Speed was Concorde's calling card, but stopping it required some doing. That high-angle landing, which required the use of the famous droop-snoot nose so that the pilot could see, wasn't just about style, but was about using the vast delta wing to help slow the Concorde down to an acceptable landing speed. Even then it was touching down way faster than a conventional airliner. A Boeing 747 touched down at around 150 knots. Concorde's wheels touched the runway with the aircraft still doing 165 knots, and so it needed experimental Dunlop-developed carbon disc brakes and an ABS system that compared the turning speed of the (unbraked) front wheels to those of the main landing gear wheels under the wing. Repeatedly, this clever system would haul the world's fastest airliner to a comfortable stop.

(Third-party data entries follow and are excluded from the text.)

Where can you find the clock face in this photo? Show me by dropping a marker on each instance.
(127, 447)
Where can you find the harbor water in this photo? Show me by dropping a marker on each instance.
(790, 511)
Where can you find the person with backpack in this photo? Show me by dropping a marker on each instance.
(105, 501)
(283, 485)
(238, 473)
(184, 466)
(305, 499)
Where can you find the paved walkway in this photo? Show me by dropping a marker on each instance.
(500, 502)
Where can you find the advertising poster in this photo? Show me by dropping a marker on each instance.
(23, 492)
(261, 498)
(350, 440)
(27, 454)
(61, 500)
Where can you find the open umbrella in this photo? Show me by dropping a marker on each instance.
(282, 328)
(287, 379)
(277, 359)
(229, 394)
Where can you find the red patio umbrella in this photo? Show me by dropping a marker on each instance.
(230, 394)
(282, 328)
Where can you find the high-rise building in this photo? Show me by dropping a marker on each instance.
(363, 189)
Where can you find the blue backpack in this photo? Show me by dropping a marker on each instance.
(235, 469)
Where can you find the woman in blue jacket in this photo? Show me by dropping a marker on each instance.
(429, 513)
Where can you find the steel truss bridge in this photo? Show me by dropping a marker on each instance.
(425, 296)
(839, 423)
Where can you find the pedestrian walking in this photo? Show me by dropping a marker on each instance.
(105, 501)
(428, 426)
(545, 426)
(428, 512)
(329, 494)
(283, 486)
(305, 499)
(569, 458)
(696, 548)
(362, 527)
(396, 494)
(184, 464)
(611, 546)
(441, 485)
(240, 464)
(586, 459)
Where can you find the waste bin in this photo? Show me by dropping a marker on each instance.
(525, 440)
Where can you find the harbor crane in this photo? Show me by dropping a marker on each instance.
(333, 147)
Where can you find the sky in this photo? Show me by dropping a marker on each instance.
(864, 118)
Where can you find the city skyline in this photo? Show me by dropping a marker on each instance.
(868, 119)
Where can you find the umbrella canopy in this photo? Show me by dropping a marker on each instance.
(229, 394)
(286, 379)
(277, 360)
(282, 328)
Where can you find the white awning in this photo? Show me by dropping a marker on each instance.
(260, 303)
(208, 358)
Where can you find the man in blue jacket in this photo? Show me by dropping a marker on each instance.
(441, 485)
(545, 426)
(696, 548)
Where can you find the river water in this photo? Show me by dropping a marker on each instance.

By then, others were in the game from a motoring sense. Jensen had shown off an experimental C-V8 coupe in 1965 that featured Dunlop 'Maxaret' anti-lock brakes. This used a flywheel to compare the rotational speed of the wheels, which would trigger a switch to release brake pressure when there was a speed differential between the flywheel and its input shaft. The system would go into production in 1966 in the Interceptor-based FF coupe, which also pioneered four-wheel drive in something that wasn't a Land Rover. Jensen and Dunlop claimed that not only did the system let you retain control under heavy braking, but it also trimmed your braking distance by 30 per cent.

Perhaps that's the start of people misunderstanding ABS, and assuming that it pulls you up shorter than conventional braking. It doesn't, or at least doesn't necessarily. The Jensen FF's advantage in braking distances probably had as much to do with tyre technology as anything else.

At around the same time as the Jensen, Ford comes back into the picture with an experimental version of the big Zodiac six-cylinder saloon car. That Zodiac was, like the Jensen, equipped with Ferguson-developed four-wheel drive and the same Dunlop mechanical anti-lock brakes, a small fleet of which were built for assessment by police forces and government departments.

For the advent of true electronically regulated ABS, we have to turn to Fiat. An engineer by the name of Mario Palazzetti - who also filed patents for such arcane creations as sensor units for air conditioning systems and the quality-testing of spot welds - developed electronically-controlled anti-lock brakes at the Fiat Research Centre in 1971. Fiat would subsequently sell the patent to electronics and car components giant Bosch, which would coin the term ABS. Chrysler independently designed a four-wheel ABS system in 1971 as well, with the help of the Bendix corporation, and offered it as an option. It was reportedly a pretty reliable setup.

Mercedes was the first to offer ABS in Europe, as an option for the W116 S-Class from 1978 onwards. Honda introduced ABS for the Prelude coupe in 1982 and finally in 1985 we come back to my childhood memory, and the addition of an ABS setup designed by the Teves company, fitted as an option on the Ford Granada Scorpio of 1985. Since 2004, ABS has been a legal requirement for all cars sold in the EU.